Ein weisses Blumenmeer

Weisses Blumenmeer
Da hatte ich vor ein paar Tagen geschrieben, dass es in diesem Jahr nur wenig Krokusse zu finden gäbe. Heute habe ich auf unserer Wanderung bemerkt, dass ich das viel zu früh erwähnt hatte – wir sind an vielen Orten ganzen Teppichen von Krokussen begegnet, die die grünen Wiesen mit unzählig vielen weissen Punkten aufgelockert haben. Hingegen haben wir keine blauen Frühlings-Krokusse gefunden, die scheinen in unserer Gegend viel seltener zu sein. Diese Blumen werden auch als Frühlings-Safran bezeichnet und wenn man genauer hinsieht, findet man genau so gelben Blütenstaub, wie beim richtigen Safran. Allerdings, so wie ich gelesen habe, ist der giftig, also nicht für eine feines Safran-Risotto zu verwenden. Nach der fast dreistündigen Wanderung freuen wir uns jetzt auf das Abendessen.

Abstand wahren

Drei mit Abstand
Das Wort „Abstand“ ist wohl zur Zeit mit Abstand einer der meist verwendete Begriff.  Genau so sollen wir einander begegnen, bitte mit mindestens zwei Meter Distanz und auch nicht länger als 15 Minuten. In der freien Natur ist das alles eigentlich kein Problem, ausser der Weg ist sehr schmal und die Natur felsig und steil, wo ein Schritt aus dem Weg etwas schwierig wird. Oder es wird auch dann etwas subtiler, wenn dem Gegenüber die Regel egal zu sein scheint und nicht genügend Platz lässt. Die drei Birken hier, denen wir heute begegnet sind, stehen schon länger in genügendem Abstand an dieser Kante. Jeder lässt dem anderen noch etwas Luft und Sonnenschein und stellt den anderen nicht in den Schatten. Genau so sollte es eigentlich auch für uns sein – nicht nur in dieser seltsamen Zeit.

Über Brücken gehen

Holzbrücke
Die knapp zwei Stunden Marsch heute führte auch wieder über verschiedene Wege und Pfade und auch heute ein kurzes Stück dem Wasser entlang. Doch wir kamen von oben den Weg hinab und mussten den kleinen Bach zuerst überqueren, was sich auf dieser stabilen Holzbrücke problemlos machen liess. Sie steht hier schon ein paar Jahre und macht sieht nicht brüchig aus. Brücken sind ja ein starkes Symbol – „Überwindung von Gräben und die Verbindung über trennende Grenzen“[1]. Aber wie jedes Symbol, enthält es noch andere Seiten: „Brücken können einstürzen, wirken manchmal wackelig oder wenig Vertrauen erweckend, führen über gefährliche Abgründe und stehen für das Betreten von Neuland“[1]. Alle diese Gedanken waren heute Nachmittag aber nicht mit uns, wir benutzen den Steg und setzten unseren Weg dem Wasser entlang fort.

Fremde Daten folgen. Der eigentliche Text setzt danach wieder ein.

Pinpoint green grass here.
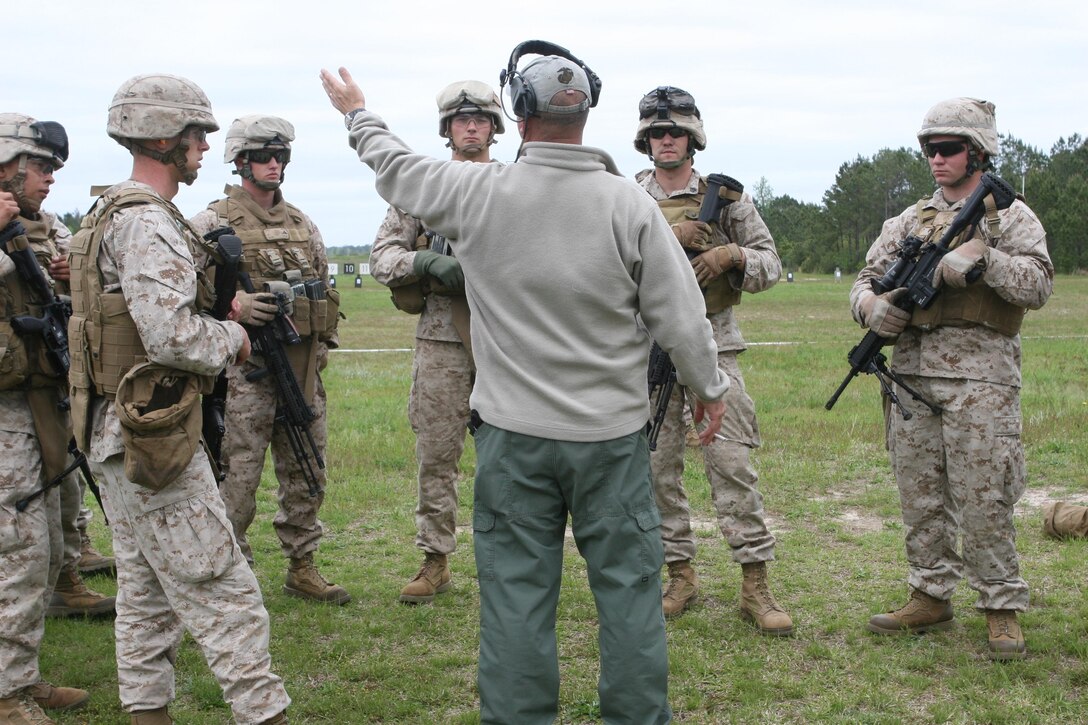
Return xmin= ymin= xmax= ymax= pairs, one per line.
xmin=41 ymin=277 xmax=1088 ymax=724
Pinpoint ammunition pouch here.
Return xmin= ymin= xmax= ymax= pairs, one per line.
xmin=910 ymin=283 xmax=1025 ymax=337
xmin=0 ymin=320 xmax=30 ymax=390
xmin=115 ymin=363 xmax=214 ymax=491
xmin=657 ymin=179 xmax=741 ymax=315
xmin=908 ymin=196 xmax=1025 ymax=337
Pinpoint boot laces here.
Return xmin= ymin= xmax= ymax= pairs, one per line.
xmin=993 ymin=612 xmax=1013 ymax=637
xmin=18 ymin=688 xmax=53 ymax=724
xmin=416 ymin=556 xmax=445 ymax=580
xmin=749 ymin=569 xmax=786 ymax=613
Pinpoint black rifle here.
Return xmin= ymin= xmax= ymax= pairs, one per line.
xmin=238 ymin=272 xmax=325 ymax=496
xmin=200 ymin=226 xmax=242 ymax=474
xmin=824 ymin=172 xmax=1016 ymax=420
xmin=698 ymin=174 xmax=744 ymax=224
xmin=646 ymin=342 xmax=677 ymax=451
xmin=0 ymin=220 xmax=109 ymax=513
xmin=0 ymin=221 xmax=72 ymax=379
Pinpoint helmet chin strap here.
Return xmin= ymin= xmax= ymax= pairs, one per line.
xmin=646 ymin=133 xmax=695 ymax=169
xmin=0 ymin=153 xmax=34 ymax=214
xmin=128 ymin=136 xmax=197 ymax=186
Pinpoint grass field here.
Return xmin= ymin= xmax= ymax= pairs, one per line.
xmin=41 ymin=275 xmax=1088 ymax=725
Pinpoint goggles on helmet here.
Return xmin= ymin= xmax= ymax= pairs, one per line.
xmin=639 ymin=86 xmax=702 ymax=121
xmin=30 ymin=121 xmax=69 ymax=161
xmin=246 ymin=148 xmax=290 ymax=167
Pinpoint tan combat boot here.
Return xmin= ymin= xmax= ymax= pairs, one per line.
xmin=1042 ymin=502 xmax=1088 ymax=539
xmin=868 ymin=589 xmax=952 ymax=635
xmin=0 ymin=689 xmax=55 ymax=725
xmin=986 ymin=610 xmax=1027 ymax=660
xmin=79 ymin=531 xmax=116 ymax=575
xmin=400 ymin=552 xmax=453 ymax=604
xmin=46 ymin=566 xmax=114 ymax=617
xmin=26 ymin=680 xmax=90 ymax=709
xmin=741 ymin=562 xmax=793 ymax=637
xmin=129 ymin=706 xmax=174 ymax=725
xmin=662 ymin=560 xmax=698 ymax=619
xmin=283 ymin=554 xmax=351 ymax=604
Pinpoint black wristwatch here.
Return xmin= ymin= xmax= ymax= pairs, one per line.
xmin=344 ymin=108 xmax=367 ymax=131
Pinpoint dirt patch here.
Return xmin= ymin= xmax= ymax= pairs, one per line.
xmin=834 ymin=508 xmax=883 ymax=533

[1] Wikipedia – Brücke als Symbol

Blühende Weiden

Blühende Weide
Wir hatten uns vor ein paar Tagen gesagt, dass wir etwas mehr Abwechslung in unsere täglichen Wanderungen bringen sollten. Wir wollen uns ja nicht ins Auto setzen und irgendwo hinfahren, sondern immer von zu Hause aus losmarschieren. Jetzt wechseln wir wenigstens mit den Wanderzeiten etwas ab. Die heutige Tour war also wieder etwas länger und führte uns ins Lawinental, das wir den ganzen Winter über nie besucht hatten. Selbstverständlich muss man dort die jeweilige Lawinensituation beachten und lieber einmal auf einen Abstecher verzichten – das geht im Winter ja eh nur mit den Schneeschuhen. Nun, auch dort sind jetzt die Boten des Frühlings nicht zu übersehen. Wir haben viele blühende Weiden angetroffen – die goldig leuchtenden Weiden sind von weitem zu sehen und werden ja auch sehr gerne von den Bienen besucht. Es war ein sonniger und bunter, einmal mehr ein gelungener Ausflug.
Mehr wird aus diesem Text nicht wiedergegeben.